DH: I wrote an issue of Batman and Robin set in Paris with a new version of the Joker that referred directly to the fact that the Joker was inspired by a movie poster of The Man Who Laughs, which had been filmed for Universal by Paul Leni in 1928 with Conrad Veidt in the title role. Out of curiosity I tracked down the book and when I read it, I was totally grabbed by this Grand Guignol horror story that was also an incisive attack on the system of aristocratic privilege in Britain. I loved the twists and turns of the story, the characters and the vividly visual storytelling. I found scenes playing out in my head that seemed made for the comic book page and it dawned on me that this story needed a wider audience than it was getting.
There have been several comic book adaptations, a French TV series and several films but I was pretty sure that Mark and I could come up with something unique. I avoided looking at any of the existing versions until the script was finished and it's fascinating to see where the versions overlap with ours and where they seem totally different. I concentrated on the politics of inequality as that seems particularly relevant to the way society is polarising right now. As I've said before, Gwynplaine's climactic speech to the House of Lords is as relevant today as it was when the book was written in 1869. The book is also a thriller and a love story and a whodunit with engaging and unique characters. That gives it a far wider appeal than you would expect from "The story that inspired The Joker."
OM: What next for you, Dave? Any more plans for creator-owned series such as Second Sight? Or, after The Man Who Laughs, do you have any more desires to adapt from any further literary classics?

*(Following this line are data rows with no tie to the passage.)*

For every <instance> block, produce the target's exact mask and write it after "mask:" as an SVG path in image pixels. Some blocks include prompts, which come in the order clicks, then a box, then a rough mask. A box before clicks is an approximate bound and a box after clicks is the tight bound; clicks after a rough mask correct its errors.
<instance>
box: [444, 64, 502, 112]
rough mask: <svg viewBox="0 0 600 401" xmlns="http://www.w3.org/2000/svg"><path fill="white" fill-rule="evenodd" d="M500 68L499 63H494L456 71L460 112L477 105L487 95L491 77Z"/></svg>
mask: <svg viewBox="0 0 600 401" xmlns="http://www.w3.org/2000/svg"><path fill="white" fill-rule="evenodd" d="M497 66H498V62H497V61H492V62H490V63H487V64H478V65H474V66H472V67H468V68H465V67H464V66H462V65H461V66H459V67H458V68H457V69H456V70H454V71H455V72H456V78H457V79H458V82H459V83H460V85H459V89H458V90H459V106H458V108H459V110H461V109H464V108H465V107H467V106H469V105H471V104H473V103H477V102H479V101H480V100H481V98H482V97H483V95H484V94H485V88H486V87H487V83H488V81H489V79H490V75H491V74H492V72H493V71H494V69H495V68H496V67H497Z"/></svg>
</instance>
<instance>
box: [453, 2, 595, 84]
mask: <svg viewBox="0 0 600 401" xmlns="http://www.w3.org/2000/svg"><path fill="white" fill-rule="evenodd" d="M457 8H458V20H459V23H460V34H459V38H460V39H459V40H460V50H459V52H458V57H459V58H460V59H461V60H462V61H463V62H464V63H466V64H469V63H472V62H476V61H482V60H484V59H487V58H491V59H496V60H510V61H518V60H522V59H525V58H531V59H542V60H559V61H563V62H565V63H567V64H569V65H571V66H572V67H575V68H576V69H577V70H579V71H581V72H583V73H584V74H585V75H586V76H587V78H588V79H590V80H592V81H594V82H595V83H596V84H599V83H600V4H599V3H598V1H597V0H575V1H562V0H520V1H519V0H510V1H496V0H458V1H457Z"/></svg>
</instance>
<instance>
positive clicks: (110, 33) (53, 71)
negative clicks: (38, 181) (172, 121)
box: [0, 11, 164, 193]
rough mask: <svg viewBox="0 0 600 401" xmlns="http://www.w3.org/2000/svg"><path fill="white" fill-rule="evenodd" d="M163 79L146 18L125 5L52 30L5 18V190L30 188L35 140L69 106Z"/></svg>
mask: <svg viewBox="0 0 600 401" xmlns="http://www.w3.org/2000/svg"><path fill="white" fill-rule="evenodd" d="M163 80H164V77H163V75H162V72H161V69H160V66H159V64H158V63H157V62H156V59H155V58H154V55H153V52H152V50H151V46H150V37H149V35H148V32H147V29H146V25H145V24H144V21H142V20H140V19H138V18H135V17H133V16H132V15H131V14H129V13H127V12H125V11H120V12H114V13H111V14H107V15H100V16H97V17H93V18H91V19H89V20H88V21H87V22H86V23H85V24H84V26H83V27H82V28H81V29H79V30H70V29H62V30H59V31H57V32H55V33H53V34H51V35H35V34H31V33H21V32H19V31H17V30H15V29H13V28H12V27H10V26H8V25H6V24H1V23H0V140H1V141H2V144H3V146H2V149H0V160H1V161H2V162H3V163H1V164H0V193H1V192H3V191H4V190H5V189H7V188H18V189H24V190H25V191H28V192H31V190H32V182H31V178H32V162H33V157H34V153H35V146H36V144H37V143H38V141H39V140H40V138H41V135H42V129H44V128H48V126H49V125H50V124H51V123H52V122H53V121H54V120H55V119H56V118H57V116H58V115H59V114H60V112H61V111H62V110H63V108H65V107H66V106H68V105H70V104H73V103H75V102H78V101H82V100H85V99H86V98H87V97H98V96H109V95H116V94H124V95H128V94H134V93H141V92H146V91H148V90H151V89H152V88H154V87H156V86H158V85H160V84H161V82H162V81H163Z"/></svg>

DH: I have no plans for more adaptations. It was fun to do, but I have lots of my own stories to tell. There are a number of projects I've worked on over the past few years that were either aborted or are stalled at various stages and that's very frustrating. Now I'm looking to do more work with Mark Stafford. The big ones are The Bad, Bad Place, currently being serialised in Meanwhile from Soaring Penguin and Lip Hook, which is an ambitiously long supernatural thriller I have been known to pitch as "Wicker Man meet Apocalypse Now by way of Village Of The Damned." Then there's a new Bulletproof Coffin one-shot written and waiting on Shaky Kane's drawing table as soon as he has a gap in his schedule. I'm also working on a couple of science-fiction concepts and there will be a second volume of Storm Dogs when all the right stars are in alignment.
OM: As noted at the beginning of this interview, you started out as an artist: Do you have any intentions of taking to the drawing board again anytime soon or have you decided those days are behind you now?
DH: It takes an awful lot of persuasion to get me to draw anything these days. It was always a painful, slow and unsatisfactory process for me. Drawing doesn't come naturally to me. I made a living at it, but that was out of sheer bloody-minded determination rather than talent. The last major thing I did was an issue of Elephantmen a few years back. I can't see myself going back to drawing for a living. Writing is far more enjoyable and I get to work with artists who do the job so much better than me.
OM: Many thanks for your time!
DH: You're welcome.
David Hine will be a guest at the convention taking place on April 23rd that is part of this year's Birmingham Comics Festival in the UK.